Verliert Ick nun den Spaß an diesem Spielzeug entscheidet er sich seine "Giftnova" auszupacken. Nun heisst es abstand gewinnen, ansonsten werden ihr für 30.000 Naturschaden angeschleimt. Steht niemand in der Nova sollte der Boss nun zu Boden gehen.

Anmerkung: 





> Es gibt noch eine Fähigkeit, bei der er einen zufälligen Spieler verfolgt. Dieser Spieler bekommt einen Pfeil über den Kopf und muss vom Boss weglaufen. Erreicht der Boss den Spieler, stirbt dieser sofort. Der Boss hat einen Debuff, wodurch er verlangsamt wird. Das Ganze wird durch ein Emote angekündigt. Nahkämpfer sollten dabei schon auf Abstand gehen, weil sie sonst sofort sterben, sollten sie ausgewählt werden.

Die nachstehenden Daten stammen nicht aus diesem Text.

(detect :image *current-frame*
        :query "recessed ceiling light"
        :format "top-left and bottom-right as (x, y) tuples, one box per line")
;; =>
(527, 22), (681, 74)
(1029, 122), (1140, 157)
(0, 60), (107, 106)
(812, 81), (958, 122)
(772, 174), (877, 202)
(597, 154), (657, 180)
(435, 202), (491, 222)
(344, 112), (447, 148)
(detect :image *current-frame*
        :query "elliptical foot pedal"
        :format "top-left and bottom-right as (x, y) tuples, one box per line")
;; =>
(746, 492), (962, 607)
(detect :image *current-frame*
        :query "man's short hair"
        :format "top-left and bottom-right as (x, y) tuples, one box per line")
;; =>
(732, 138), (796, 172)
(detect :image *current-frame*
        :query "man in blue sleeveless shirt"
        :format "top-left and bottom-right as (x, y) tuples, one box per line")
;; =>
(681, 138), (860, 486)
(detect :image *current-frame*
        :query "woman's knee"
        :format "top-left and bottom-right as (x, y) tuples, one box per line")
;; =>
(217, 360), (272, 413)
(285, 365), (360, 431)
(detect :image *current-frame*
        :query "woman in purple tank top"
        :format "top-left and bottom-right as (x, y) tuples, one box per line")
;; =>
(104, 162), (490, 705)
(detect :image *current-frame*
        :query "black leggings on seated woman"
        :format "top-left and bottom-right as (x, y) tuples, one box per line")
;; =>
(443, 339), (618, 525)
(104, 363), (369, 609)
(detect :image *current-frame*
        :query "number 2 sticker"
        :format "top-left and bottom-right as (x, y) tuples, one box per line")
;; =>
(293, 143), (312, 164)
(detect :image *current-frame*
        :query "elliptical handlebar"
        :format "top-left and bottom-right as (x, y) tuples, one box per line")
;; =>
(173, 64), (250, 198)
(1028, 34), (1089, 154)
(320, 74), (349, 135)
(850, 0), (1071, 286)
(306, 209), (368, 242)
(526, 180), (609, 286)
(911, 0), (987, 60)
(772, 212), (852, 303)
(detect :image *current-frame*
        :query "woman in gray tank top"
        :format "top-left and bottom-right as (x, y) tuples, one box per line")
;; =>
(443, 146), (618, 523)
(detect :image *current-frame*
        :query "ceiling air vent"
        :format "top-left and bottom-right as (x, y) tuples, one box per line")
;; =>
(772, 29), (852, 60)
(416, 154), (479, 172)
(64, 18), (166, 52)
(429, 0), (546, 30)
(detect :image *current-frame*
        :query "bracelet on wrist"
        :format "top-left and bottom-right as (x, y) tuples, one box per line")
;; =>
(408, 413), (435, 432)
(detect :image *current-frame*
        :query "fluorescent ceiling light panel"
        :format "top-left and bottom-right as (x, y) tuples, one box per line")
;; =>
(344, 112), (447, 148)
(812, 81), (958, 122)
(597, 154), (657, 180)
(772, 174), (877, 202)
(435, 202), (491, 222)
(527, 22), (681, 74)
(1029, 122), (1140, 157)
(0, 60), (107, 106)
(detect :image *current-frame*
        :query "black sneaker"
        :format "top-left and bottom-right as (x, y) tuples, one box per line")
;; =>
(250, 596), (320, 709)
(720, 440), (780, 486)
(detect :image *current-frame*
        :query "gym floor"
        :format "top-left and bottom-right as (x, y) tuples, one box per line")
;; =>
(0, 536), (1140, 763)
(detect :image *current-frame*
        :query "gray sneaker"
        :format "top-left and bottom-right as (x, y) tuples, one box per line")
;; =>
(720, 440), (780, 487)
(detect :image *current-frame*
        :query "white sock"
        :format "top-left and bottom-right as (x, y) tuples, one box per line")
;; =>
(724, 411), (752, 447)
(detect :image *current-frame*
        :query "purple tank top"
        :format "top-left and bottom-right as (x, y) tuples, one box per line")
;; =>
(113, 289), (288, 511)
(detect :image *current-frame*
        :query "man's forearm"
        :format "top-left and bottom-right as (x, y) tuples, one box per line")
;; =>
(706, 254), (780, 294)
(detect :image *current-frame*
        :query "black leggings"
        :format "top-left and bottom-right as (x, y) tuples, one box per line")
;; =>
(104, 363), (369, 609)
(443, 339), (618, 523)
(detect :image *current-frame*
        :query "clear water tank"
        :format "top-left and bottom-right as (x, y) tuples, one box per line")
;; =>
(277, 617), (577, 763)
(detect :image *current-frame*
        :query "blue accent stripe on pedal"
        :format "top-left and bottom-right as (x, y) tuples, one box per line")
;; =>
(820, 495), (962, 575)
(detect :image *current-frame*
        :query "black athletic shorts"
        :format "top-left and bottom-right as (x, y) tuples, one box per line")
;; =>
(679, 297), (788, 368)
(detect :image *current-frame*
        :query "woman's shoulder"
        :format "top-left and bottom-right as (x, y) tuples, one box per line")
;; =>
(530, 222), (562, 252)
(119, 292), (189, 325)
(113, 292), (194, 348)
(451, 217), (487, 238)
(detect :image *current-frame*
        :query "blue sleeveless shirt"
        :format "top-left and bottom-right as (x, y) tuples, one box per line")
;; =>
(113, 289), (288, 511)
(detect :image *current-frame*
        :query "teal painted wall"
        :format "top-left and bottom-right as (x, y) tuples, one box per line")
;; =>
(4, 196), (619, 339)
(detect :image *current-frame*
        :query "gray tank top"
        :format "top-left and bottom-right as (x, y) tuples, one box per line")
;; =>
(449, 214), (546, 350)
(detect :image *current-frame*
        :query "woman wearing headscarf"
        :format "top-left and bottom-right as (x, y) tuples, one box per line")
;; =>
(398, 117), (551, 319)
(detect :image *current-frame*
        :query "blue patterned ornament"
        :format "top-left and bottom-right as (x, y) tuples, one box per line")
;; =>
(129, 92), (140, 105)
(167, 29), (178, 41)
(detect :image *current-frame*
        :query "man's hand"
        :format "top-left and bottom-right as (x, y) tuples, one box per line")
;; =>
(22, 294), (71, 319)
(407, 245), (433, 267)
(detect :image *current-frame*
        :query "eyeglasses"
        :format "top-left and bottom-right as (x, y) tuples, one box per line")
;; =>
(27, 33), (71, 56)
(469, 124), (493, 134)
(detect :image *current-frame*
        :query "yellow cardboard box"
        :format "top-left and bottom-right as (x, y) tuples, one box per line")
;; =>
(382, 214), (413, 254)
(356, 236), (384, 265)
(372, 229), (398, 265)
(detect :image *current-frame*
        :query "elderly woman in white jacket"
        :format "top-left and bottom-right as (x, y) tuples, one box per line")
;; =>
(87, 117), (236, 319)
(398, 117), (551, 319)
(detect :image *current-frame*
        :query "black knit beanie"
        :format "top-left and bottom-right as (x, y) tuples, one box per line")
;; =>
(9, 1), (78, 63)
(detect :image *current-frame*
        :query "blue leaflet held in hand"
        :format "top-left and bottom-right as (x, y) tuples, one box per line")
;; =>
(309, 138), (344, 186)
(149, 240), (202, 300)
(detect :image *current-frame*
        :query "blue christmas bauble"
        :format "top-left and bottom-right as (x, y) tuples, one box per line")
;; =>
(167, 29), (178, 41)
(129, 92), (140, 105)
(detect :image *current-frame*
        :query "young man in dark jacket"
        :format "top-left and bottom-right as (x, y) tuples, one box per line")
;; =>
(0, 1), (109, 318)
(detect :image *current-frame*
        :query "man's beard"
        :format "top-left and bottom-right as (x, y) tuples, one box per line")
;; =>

 Danke hierfür an Aphrodisia. Wer das grüne "Mal des Jägers" über sich hat sollte wieder einmal laufen.


2. Boss - Schmiedemeister Garfrost

Dieser Geselle ist ein ziemlich speckiger Riese den ihr in seiner - oh WUNDER! - Schmiede antrefft. Gebufft und volle Leben? Dann kanns los gehn. Neben Garfrost erwarten euch noch einige Trashmobs die dem Schmiedemeister bei seiner Arbeit zur Hand gehen. Mit 25.000 Leben sind diese recht zerbrechlich und können nach einer kurzen Phase des Antankens mit Flächenschaden zerlegt werden.
Übrigens ist es auf Garfrosts Plateau echt frisch, es erwartet euch wie in Naxxramas oder dem Nexus ein Kältedebuff. Es kommt so einiges an Gruppenschaden zusammen, dafür halten sich die gefährlichen Fähigkeiten des Bosses in Grenzen. So eilt dieser ab und an zu einer seiner Schmieden um sich eine größere Waffe zu beschaffen - der Schaden am Tank nimmt mit dickeren Wummen daher zu. Nebenbei schmeisst er mit Saronitbrocken nach euch welchen es auszuweichen gilt. Wenn ihr also aufpasst und nicht überrollt werdet ist auch dieser Gegner schnell bezwungen.

Anmerkung: 





> Der Umgebungseffekt kommt vom Boss und man kann/sollte ihn ausklingen lassen indem man sich für 2 Sekunden hinter einen der Steine stellt, die er herumwirft.


 Danke hierfür an Ufureg. Gemeint ist die Aura wie bei Saphiron (Naxx) oder im Nexus.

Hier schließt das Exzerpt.